Vouchers and childless families and individuals
The anti-voucher argument du jour claims that vouchers are unfair because childless families and individuals will not receive vouchers. The argument has logical problems.
- Taxpayers, including childless individuals, are currently (FY05) paying $6,309 per year to educate other people’s children in public schools (figure includes capital, debt service, and school lunch which are normally excluded in official government statistics on education spending). A voucher, on the other hand, would cost taxpayers, including childless taxpayers, less. The average voucher amount will be less than $3,000, which provides a savings for all taxpayers, including childless taxpayers. Keep in mind that the voucher will be means-tested which means that the vast majority of voucher recipients are currently attending public schools or would be attending public schools if they were old enough.

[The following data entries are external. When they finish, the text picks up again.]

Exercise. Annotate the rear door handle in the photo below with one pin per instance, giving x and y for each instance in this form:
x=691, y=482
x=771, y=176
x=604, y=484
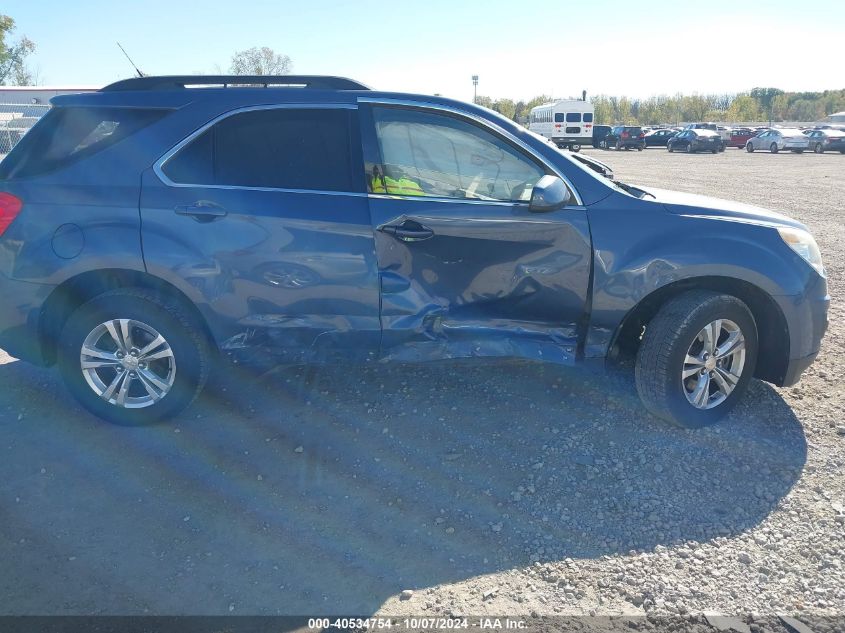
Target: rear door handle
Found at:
x=408, y=231
x=202, y=211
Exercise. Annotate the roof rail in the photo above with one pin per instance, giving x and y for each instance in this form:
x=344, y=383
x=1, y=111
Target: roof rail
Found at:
x=177, y=82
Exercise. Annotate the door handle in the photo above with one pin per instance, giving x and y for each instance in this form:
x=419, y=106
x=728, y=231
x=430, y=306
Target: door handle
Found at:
x=408, y=231
x=201, y=211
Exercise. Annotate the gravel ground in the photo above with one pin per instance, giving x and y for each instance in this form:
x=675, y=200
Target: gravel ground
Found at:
x=474, y=488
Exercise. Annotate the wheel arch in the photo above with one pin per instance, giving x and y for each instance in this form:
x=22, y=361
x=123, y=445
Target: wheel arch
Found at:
x=772, y=328
x=81, y=288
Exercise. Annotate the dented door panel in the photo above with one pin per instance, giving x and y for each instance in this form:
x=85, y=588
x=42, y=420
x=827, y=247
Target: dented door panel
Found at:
x=494, y=279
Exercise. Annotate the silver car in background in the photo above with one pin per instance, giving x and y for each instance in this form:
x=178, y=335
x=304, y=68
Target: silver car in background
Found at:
x=777, y=139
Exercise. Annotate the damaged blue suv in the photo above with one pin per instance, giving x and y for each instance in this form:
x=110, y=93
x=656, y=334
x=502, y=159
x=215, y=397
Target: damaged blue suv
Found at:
x=151, y=224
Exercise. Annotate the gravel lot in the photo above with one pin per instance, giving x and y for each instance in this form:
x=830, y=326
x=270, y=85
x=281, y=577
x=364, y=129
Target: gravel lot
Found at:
x=479, y=488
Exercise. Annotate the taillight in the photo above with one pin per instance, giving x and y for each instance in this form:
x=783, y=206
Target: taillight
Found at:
x=10, y=206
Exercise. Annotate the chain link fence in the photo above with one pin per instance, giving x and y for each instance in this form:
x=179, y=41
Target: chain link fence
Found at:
x=15, y=121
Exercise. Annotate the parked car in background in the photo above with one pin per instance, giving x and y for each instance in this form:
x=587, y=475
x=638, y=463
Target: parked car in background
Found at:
x=739, y=137
x=658, y=138
x=777, y=139
x=826, y=141
x=625, y=137
x=600, y=132
x=696, y=140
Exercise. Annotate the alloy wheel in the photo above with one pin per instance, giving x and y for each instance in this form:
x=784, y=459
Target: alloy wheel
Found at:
x=128, y=363
x=713, y=364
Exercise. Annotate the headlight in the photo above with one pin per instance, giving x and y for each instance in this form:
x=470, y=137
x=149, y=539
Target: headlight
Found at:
x=803, y=244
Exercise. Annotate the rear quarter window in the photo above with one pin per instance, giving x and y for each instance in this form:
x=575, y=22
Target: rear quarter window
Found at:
x=66, y=135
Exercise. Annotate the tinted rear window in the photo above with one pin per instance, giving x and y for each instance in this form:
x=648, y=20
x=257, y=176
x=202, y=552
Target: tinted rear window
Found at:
x=66, y=135
x=279, y=148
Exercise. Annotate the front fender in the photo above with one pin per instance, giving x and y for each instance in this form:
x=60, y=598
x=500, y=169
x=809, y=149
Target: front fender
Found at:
x=644, y=248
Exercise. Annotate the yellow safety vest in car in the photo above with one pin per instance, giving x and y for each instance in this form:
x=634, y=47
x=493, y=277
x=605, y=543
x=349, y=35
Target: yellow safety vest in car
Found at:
x=397, y=187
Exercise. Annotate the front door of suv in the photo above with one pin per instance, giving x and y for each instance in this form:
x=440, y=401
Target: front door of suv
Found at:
x=466, y=269
x=262, y=219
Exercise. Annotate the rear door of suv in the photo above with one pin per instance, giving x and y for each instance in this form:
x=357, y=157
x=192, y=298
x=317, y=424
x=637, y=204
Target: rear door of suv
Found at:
x=262, y=219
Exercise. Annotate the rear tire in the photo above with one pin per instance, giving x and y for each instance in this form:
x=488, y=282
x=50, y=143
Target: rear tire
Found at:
x=117, y=380
x=673, y=338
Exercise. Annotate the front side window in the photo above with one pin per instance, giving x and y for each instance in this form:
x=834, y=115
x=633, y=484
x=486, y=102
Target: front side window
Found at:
x=277, y=148
x=425, y=154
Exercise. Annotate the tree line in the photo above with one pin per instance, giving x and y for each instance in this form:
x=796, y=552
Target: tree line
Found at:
x=759, y=104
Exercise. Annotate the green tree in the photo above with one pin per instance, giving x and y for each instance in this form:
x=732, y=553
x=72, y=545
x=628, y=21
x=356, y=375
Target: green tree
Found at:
x=744, y=108
x=13, y=56
x=484, y=101
x=505, y=107
x=764, y=97
x=260, y=61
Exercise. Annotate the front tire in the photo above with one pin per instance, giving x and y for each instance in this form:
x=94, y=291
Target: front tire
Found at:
x=131, y=357
x=696, y=358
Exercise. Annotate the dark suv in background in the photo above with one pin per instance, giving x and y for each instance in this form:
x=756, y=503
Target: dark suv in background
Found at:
x=696, y=140
x=625, y=137
x=151, y=224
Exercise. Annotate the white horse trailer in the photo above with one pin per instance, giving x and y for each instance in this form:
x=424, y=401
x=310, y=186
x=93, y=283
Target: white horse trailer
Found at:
x=567, y=123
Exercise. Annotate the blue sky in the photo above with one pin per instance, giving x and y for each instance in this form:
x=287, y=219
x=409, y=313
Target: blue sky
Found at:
x=612, y=47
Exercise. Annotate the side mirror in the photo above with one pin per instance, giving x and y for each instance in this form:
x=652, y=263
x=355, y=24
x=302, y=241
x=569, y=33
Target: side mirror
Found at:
x=549, y=194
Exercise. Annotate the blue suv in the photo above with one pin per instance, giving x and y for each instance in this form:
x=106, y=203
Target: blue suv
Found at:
x=147, y=226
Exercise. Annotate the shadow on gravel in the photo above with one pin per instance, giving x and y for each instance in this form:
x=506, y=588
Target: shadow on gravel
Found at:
x=301, y=491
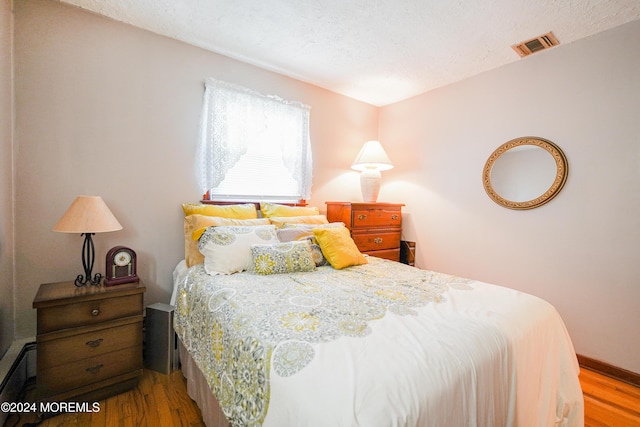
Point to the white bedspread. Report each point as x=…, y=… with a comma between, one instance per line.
x=434, y=351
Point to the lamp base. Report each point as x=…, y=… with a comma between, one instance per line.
x=370, y=184
x=88, y=257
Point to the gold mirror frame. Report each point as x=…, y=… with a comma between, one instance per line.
x=562, y=170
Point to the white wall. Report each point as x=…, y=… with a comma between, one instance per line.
x=106, y=109
x=580, y=251
x=6, y=178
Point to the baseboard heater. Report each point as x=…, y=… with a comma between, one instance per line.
x=17, y=366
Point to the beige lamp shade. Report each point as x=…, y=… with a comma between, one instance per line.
x=370, y=161
x=87, y=214
x=372, y=156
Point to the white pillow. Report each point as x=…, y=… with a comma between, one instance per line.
x=227, y=249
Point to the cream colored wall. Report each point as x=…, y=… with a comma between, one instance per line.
x=6, y=179
x=107, y=109
x=580, y=251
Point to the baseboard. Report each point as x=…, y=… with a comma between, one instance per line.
x=16, y=367
x=609, y=370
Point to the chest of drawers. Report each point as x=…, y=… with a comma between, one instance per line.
x=376, y=228
x=89, y=342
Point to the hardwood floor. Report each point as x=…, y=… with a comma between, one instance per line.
x=158, y=401
x=608, y=402
x=162, y=401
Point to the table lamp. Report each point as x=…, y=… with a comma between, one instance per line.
x=370, y=161
x=88, y=215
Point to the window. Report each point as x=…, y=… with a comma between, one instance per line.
x=252, y=146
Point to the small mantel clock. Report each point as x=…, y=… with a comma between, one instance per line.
x=121, y=266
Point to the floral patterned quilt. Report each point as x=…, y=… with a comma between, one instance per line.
x=240, y=327
x=381, y=344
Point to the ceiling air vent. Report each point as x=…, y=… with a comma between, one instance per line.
x=544, y=41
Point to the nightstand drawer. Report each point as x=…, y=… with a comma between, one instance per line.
x=376, y=218
x=377, y=241
x=55, y=352
x=88, y=313
x=392, y=254
x=91, y=370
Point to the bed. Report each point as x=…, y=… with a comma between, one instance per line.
x=376, y=343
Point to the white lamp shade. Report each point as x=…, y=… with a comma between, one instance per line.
x=87, y=214
x=372, y=156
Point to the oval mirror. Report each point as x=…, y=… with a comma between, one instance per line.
x=525, y=173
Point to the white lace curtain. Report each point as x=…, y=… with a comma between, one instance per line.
x=245, y=135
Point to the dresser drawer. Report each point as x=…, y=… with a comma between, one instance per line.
x=367, y=218
x=91, y=370
x=55, y=352
x=74, y=315
x=391, y=254
x=377, y=240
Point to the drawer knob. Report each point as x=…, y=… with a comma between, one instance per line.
x=94, y=343
x=94, y=369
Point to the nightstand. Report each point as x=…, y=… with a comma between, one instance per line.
x=375, y=227
x=89, y=342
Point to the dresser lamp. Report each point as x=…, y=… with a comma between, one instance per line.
x=370, y=161
x=88, y=215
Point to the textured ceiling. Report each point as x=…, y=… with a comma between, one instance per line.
x=377, y=51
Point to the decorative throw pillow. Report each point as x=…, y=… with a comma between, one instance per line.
x=282, y=221
x=338, y=247
x=239, y=211
x=301, y=234
x=227, y=249
x=289, y=257
x=194, y=226
x=273, y=209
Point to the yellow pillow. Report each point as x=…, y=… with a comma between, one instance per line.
x=338, y=247
x=241, y=211
x=273, y=209
x=194, y=226
x=280, y=221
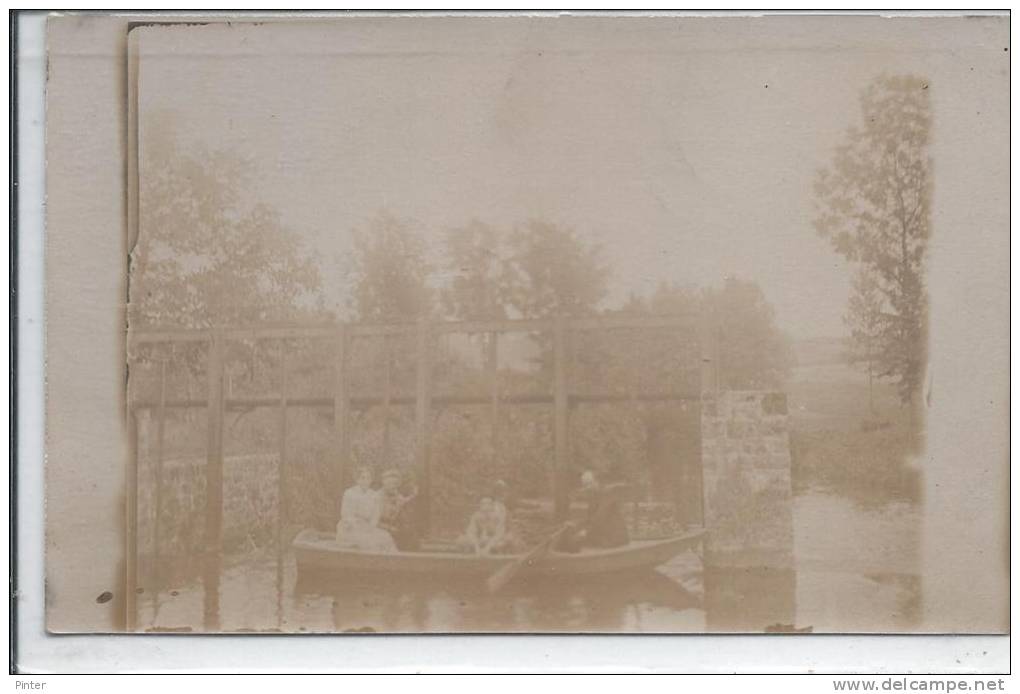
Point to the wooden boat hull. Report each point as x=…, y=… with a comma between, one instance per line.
x=317, y=553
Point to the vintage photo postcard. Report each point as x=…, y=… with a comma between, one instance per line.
x=547, y=325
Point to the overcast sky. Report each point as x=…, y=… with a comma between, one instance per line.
x=686, y=148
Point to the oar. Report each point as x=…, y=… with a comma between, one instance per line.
x=507, y=573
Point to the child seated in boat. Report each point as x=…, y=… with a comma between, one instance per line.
x=359, y=517
x=486, y=532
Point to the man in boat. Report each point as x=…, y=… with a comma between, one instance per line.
x=398, y=512
x=604, y=525
x=360, y=511
x=486, y=532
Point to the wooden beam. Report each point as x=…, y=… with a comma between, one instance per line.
x=128, y=602
x=493, y=359
x=560, y=423
x=387, y=395
x=282, y=484
x=421, y=412
x=213, y=487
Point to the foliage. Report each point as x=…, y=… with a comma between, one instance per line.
x=479, y=274
x=874, y=206
x=554, y=271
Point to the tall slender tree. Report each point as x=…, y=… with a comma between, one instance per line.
x=874, y=206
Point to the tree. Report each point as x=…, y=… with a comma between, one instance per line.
x=204, y=257
x=554, y=273
x=390, y=273
x=874, y=206
x=865, y=320
x=479, y=274
x=750, y=349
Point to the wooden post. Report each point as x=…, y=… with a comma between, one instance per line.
x=387, y=387
x=213, y=487
x=494, y=380
x=157, y=523
x=340, y=414
x=561, y=414
x=423, y=374
x=282, y=483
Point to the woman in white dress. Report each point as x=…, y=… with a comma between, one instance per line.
x=359, y=515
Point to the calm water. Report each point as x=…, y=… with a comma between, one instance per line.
x=857, y=569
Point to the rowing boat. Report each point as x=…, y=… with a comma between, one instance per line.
x=317, y=553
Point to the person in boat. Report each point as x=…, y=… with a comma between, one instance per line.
x=360, y=511
x=604, y=526
x=398, y=515
x=486, y=532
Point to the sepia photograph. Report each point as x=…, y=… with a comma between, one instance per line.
x=537, y=325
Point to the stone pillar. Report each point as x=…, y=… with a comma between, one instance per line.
x=750, y=582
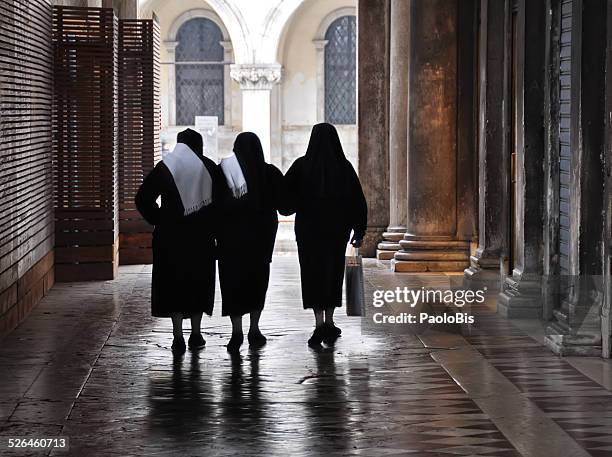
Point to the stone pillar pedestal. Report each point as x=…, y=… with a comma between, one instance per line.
x=256, y=82
x=492, y=160
x=398, y=128
x=372, y=115
x=433, y=240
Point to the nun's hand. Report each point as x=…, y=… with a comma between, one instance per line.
x=356, y=242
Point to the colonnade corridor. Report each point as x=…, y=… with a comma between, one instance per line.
x=91, y=364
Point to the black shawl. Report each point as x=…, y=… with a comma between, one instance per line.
x=192, y=139
x=249, y=153
x=327, y=171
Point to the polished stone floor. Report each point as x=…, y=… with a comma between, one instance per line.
x=90, y=364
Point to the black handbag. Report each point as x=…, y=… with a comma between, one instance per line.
x=353, y=275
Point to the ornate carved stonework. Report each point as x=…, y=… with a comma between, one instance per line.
x=256, y=76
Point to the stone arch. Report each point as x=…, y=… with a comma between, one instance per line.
x=330, y=18
x=228, y=16
x=193, y=14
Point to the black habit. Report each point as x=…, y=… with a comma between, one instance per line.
x=248, y=231
x=183, y=245
x=324, y=191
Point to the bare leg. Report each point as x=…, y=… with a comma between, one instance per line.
x=196, y=323
x=237, y=336
x=196, y=341
x=256, y=339
x=236, y=324
x=177, y=325
x=333, y=331
x=319, y=319
x=178, y=345
x=254, y=328
x=317, y=336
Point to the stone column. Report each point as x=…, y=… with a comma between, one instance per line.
x=521, y=296
x=320, y=47
x=227, y=83
x=372, y=115
x=432, y=241
x=171, y=69
x=577, y=326
x=256, y=82
x=492, y=167
x=398, y=127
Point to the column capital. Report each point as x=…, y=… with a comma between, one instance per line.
x=256, y=76
x=227, y=45
x=320, y=44
x=170, y=46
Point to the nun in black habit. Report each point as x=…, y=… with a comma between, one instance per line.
x=247, y=236
x=324, y=192
x=191, y=187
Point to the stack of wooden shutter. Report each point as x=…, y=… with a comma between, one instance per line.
x=26, y=203
x=85, y=143
x=139, y=122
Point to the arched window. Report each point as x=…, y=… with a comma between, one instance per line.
x=199, y=86
x=340, y=72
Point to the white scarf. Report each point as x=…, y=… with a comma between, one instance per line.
x=191, y=178
x=234, y=176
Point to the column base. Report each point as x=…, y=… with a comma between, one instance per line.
x=561, y=343
x=576, y=329
x=374, y=236
x=520, y=299
x=435, y=254
x=483, y=268
x=390, y=245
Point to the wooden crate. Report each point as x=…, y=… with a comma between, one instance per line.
x=139, y=124
x=26, y=202
x=85, y=44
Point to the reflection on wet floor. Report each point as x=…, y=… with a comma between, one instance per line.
x=91, y=364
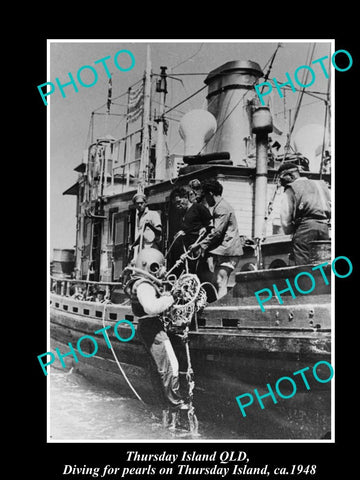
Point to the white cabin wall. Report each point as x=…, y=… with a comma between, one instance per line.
x=239, y=192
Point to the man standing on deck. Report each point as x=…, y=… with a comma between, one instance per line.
x=222, y=245
x=305, y=211
x=148, y=225
x=195, y=222
x=148, y=303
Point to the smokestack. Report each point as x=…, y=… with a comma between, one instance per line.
x=196, y=128
x=230, y=87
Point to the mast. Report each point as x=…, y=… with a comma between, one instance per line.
x=161, y=88
x=145, y=147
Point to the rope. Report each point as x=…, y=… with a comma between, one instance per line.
x=116, y=359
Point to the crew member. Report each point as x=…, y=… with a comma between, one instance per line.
x=305, y=211
x=222, y=245
x=196, y=218
x=195, y=222
x=148, y=304
x=148, y=225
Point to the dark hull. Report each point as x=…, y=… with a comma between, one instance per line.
x=234, y=350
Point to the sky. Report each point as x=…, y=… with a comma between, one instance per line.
x=69, y=117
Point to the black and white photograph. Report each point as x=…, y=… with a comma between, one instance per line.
x=191, y=261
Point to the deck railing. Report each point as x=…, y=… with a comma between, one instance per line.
x=81, y=289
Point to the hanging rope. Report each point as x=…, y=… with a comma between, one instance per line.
x=116, y=359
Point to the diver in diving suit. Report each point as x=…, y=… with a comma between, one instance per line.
x=148, y=303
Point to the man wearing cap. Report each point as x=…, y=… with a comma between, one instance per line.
x=148, y=225
x=222, y=245
x=305, y=210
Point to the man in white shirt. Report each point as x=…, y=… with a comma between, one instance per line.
x=305, y=211
x=148, y=225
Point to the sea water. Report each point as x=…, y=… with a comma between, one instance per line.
x=82, y=411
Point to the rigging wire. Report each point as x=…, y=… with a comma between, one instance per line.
x=187, y=59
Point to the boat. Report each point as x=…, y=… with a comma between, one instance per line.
x=235, y=347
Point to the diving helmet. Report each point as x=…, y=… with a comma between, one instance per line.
x=151, y=260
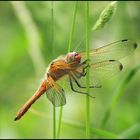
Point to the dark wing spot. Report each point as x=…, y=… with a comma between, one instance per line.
x=124, y=40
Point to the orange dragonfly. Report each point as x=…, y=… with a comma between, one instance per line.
x=103, y=64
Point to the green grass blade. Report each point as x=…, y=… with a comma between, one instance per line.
x=132, y=132
x=72, y=26
x=87, y=75
x=119, y=92
x=105, y=16
x=69, y=48
x=32, y=34
x=52, y=41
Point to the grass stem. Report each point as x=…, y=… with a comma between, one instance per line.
x=88, y=74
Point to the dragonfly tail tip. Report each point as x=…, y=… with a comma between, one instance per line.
x=16, y=118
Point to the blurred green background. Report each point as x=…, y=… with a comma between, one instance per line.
x=26, y=50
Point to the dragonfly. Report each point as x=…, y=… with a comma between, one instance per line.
x=103, y=64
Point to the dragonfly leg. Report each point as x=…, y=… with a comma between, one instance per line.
x=77, y=90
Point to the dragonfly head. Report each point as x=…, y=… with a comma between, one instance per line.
x=73, y=57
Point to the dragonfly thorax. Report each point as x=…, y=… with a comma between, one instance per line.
x=73, y=57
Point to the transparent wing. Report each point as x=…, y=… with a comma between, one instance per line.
x=113, y=51
x=99, y=72
x=56, y=95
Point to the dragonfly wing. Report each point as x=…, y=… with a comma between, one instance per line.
x=112, y=51
x=56, y=95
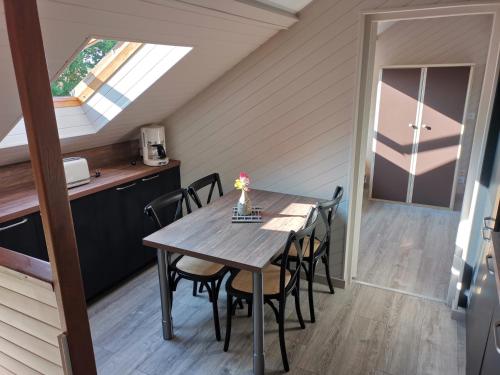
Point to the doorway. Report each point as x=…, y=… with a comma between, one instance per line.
x=421, y=115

-If vouchers are unfair because childless taxpayers don’t receive a voucher because they have no children to send to private school, should childless taxpayers be exempt from paying for public education because they don’t have any children in public schools? Of course, the answer is no. All taxpayers – including childless individuals -- benefit from other people’s children being educated, whether that includes public or private education.
Vouchers, competition, and fire departments
Voucher opponents have argued against pro-voucher assertions that competition improves the product. Opponents argue that competition between fire departments and sewer districts is impractical therefore competition between schools would be impractical.
OK, so competing fire departments and sewer districts may not be practical, but does that mean competition is universally impractical? Competition and choice work very well in higher education. Operationally, K-12 schools are more like colleges than they are like sewers?
Competition works well in the private sector, but even in the private sector there are exceptions, particularly natural gas and electricity distribution. Should the entire private sector be monopolized because certain segments need to be monopolized?